How to Complete an Annual Review

Use the GitHub issue to track progress and record results. This process is best done with a wide screen or multiple monitors so you can view two windows next to each other.

Triage the Main Website Record Page

This step is required.

  1. Visit the Geoportal resource page for the parent website that you're reviewing. You can typically find the link associated with the GitHub issue, or you can search the Geoportal directly, usually under the Websites Resource Class.

  2. Check the Title, Description, and Format sections of the main website record page in the Geoportal. Is this information still accurate? If there are any links in the Description field, do they still work? Note changes or no change in the GitHub issue.

  3. Use the blue Visit Source link in the right sidebar to open the source site in a new tab or window. It should bring you to a static web page with a list of links to GIS resources.

  4. If the Visit Source link is broken or brings you to a web page that doesn't have links to GIS resources, try to locate a working or better URL for this website. Use search engines and/or look for mentions of GIS or maps on the site(s) of the agency or entity providing the records. In most cases, the list of resources in GBL should roughly match those on the source site.

If the Visit Source link needs to be updated, do so right away using the following instructions.

If you find that the website has been replaced by an ArcGIS Hub, follow the instructions to add a new ArcGIS Hub website.

  1. Search GeoBlacklight Admin for the ID of the website. Select all records with the incorrect source website link, including the indexed child records.

  2. Export the Distributions CSV for these records. Edit this to create a list of only the links that need to be replaced. These will generally be "documentatation - external" type links, so you can do this by removing all rows except that type.

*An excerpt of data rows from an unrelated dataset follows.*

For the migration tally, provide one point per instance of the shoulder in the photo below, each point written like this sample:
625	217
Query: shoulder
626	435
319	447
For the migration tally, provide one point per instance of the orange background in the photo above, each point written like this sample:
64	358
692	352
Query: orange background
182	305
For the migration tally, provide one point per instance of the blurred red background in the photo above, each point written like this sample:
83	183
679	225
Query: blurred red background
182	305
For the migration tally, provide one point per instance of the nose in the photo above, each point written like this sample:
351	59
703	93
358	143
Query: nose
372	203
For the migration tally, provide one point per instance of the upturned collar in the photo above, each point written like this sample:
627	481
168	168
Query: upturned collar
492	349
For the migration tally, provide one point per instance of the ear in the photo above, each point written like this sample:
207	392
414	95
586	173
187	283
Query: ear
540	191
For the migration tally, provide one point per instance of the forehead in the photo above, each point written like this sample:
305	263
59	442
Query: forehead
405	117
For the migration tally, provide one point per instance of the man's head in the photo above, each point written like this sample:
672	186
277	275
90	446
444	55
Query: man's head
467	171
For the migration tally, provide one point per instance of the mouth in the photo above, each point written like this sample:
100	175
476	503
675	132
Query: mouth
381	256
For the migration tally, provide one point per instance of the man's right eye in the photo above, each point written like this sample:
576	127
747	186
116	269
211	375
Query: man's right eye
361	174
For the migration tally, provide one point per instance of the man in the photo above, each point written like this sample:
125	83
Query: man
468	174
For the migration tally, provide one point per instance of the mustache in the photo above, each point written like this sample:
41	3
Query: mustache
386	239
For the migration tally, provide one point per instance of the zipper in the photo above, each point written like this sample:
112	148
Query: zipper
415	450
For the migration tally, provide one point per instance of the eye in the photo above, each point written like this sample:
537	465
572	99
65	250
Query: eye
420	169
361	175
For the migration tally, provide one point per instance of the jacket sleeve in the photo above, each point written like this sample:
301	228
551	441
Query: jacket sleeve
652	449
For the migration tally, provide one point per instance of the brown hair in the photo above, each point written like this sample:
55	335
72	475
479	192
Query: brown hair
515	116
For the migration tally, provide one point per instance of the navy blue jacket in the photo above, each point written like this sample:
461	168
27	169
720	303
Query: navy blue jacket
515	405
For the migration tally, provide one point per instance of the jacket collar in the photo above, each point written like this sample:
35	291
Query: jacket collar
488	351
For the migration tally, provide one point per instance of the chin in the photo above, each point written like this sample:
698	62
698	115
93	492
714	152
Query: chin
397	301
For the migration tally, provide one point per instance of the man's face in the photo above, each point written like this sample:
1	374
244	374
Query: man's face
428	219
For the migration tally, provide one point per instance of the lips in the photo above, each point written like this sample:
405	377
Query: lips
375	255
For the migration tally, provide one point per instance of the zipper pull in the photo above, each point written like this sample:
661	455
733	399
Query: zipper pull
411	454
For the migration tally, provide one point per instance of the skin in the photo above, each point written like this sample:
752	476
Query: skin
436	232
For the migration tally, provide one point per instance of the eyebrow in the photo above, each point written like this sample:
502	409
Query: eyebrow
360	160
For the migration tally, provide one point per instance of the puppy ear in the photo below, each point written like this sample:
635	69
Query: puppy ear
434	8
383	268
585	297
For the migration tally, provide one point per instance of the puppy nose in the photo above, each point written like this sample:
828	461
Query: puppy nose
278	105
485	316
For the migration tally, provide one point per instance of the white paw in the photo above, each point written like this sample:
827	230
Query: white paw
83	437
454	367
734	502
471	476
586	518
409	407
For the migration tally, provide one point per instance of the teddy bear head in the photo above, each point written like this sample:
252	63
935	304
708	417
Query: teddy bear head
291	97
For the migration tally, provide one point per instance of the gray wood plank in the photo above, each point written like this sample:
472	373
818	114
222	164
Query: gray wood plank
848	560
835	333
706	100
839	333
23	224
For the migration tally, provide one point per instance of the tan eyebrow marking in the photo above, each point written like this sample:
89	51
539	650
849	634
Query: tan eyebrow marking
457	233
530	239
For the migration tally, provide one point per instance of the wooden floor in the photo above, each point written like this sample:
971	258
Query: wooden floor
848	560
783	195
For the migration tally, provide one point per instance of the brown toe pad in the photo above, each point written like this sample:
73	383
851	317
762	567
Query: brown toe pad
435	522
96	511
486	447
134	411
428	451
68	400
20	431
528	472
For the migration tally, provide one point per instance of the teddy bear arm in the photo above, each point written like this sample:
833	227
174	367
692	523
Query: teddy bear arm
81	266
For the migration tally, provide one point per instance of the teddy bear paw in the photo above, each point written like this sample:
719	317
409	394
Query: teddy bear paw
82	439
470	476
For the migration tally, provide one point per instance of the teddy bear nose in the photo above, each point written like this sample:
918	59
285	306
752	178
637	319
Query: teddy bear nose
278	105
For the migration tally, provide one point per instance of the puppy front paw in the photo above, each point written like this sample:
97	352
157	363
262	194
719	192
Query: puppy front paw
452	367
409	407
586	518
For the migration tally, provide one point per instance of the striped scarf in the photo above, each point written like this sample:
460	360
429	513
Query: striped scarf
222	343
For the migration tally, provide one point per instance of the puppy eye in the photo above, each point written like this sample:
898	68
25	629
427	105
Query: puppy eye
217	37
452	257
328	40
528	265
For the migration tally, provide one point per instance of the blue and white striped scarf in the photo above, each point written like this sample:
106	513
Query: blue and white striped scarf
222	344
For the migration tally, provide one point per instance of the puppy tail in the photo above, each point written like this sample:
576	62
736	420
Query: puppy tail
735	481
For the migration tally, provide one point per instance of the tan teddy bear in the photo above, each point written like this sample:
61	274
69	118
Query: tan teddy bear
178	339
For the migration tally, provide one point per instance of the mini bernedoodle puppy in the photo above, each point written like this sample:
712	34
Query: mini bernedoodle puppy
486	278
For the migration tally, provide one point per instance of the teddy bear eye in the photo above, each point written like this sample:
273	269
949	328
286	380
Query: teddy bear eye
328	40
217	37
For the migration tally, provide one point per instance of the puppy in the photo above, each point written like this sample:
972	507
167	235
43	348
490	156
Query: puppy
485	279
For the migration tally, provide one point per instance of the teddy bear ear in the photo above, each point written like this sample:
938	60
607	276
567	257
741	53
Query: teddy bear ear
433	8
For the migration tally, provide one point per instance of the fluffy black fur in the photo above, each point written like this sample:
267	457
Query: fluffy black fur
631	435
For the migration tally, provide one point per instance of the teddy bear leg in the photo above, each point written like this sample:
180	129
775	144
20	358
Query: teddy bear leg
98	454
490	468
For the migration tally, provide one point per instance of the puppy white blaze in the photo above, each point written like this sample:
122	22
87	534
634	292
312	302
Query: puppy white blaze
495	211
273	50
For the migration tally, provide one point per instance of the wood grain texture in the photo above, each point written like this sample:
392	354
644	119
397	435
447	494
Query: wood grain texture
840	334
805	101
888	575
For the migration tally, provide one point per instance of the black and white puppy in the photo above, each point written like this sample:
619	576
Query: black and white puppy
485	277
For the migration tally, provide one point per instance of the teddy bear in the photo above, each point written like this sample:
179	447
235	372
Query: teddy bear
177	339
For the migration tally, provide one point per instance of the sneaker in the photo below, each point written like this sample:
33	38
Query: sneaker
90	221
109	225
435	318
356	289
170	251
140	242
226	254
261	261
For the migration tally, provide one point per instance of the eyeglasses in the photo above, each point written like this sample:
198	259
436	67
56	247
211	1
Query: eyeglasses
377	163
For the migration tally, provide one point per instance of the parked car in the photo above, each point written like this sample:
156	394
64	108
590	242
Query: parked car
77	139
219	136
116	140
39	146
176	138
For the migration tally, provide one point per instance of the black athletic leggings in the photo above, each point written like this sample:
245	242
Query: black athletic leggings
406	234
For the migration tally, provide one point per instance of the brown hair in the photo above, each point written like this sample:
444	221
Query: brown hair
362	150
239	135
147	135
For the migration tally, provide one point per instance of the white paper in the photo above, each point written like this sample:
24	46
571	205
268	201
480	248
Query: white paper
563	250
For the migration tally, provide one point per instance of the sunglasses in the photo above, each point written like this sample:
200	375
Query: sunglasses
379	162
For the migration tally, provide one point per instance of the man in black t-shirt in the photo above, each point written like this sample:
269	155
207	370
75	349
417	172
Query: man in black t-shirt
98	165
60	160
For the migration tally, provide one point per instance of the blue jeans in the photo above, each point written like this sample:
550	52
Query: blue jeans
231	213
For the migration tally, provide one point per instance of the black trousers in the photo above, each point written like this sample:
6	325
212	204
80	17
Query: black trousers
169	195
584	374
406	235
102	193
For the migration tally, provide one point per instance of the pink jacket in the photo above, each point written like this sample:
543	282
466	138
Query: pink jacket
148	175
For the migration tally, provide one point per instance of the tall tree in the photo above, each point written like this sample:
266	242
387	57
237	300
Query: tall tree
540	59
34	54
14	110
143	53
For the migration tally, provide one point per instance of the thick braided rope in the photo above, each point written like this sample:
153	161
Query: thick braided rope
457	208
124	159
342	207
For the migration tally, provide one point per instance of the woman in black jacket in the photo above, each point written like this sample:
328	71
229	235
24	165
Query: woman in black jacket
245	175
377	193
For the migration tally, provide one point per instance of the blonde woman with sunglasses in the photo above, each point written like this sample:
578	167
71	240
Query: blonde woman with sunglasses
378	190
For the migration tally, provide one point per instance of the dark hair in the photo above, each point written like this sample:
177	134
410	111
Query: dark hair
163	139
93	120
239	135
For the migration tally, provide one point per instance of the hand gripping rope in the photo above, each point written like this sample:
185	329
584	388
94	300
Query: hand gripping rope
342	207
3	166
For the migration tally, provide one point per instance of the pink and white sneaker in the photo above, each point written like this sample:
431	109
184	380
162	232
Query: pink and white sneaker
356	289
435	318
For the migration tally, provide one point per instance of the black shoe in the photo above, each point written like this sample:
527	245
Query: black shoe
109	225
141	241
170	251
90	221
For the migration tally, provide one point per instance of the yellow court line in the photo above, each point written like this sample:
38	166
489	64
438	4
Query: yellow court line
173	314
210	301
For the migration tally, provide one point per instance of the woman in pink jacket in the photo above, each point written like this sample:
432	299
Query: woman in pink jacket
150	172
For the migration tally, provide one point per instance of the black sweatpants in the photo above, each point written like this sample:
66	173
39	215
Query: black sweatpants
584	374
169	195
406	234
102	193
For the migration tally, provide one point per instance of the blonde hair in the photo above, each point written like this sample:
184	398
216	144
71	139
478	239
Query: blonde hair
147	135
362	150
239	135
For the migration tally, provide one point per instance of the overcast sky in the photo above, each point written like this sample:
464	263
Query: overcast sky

  3. Go to Distributions under the Admin Tools menu. Click Delete CSV in the upper right corner. Click Choose File and select the CSV you downloaded in the previous step. Use this to delete the incorrect source URLs before uploading the corrected ones. This is necessary because there can be multiple entries for each type of distribution link, which means that uploading a new table does not overwrite existing data.

  4. In the Distributions CSV edited in step 2, replace all instances of the broken or outdated link with the new correct link.

  5. Import this corrected Distributions table in GeoBlacklight Admin.

  6. Spot check the results on the GBL record pages of affected records.

Create a Snapshot for Comparison

This step is required only for large indexed websites with many child records.

  1. Make a snapshot of the resources currently on the source website by copying and pasting all text on the page(s) or saving the whole page as an HTML file.

  2. Make a snapshot of the records currently in GeoBlacklight by exporting both Primary and Distributions CSVs of all indexed records associated with the website.

  3. Attach these snapshotes to the GitHub ticket for the annual review. This ticket can be referenced for comparison the following year.

Compare the Current Website to the Previous Snapshot

This step applies only to indexed websites with many child records and only if a snapshot was previously created.

  1. Check past GitHub tickets for snapshots of the source website or past GeoBlacklight records.

  2. If CSV exports of past GBL records exist, compare these to the current snapshot CSVs made in the previous step. This can be done manually or with a script if many records are involved.

  3. If only a snapshot of the website exists, compare it with the current snapshot of the website. Use this to evaluate the magnitude of changes. Note in the GitHub ticket roughly how many resources appear to have been added, removed, or otherwise altered.

  4. If a great number of records have been changed, evaluate whether the website can be reharvested with any automated means, needs to be reharvested manually, or may no longer need to be indexed at all. Make a recommendation for next steps.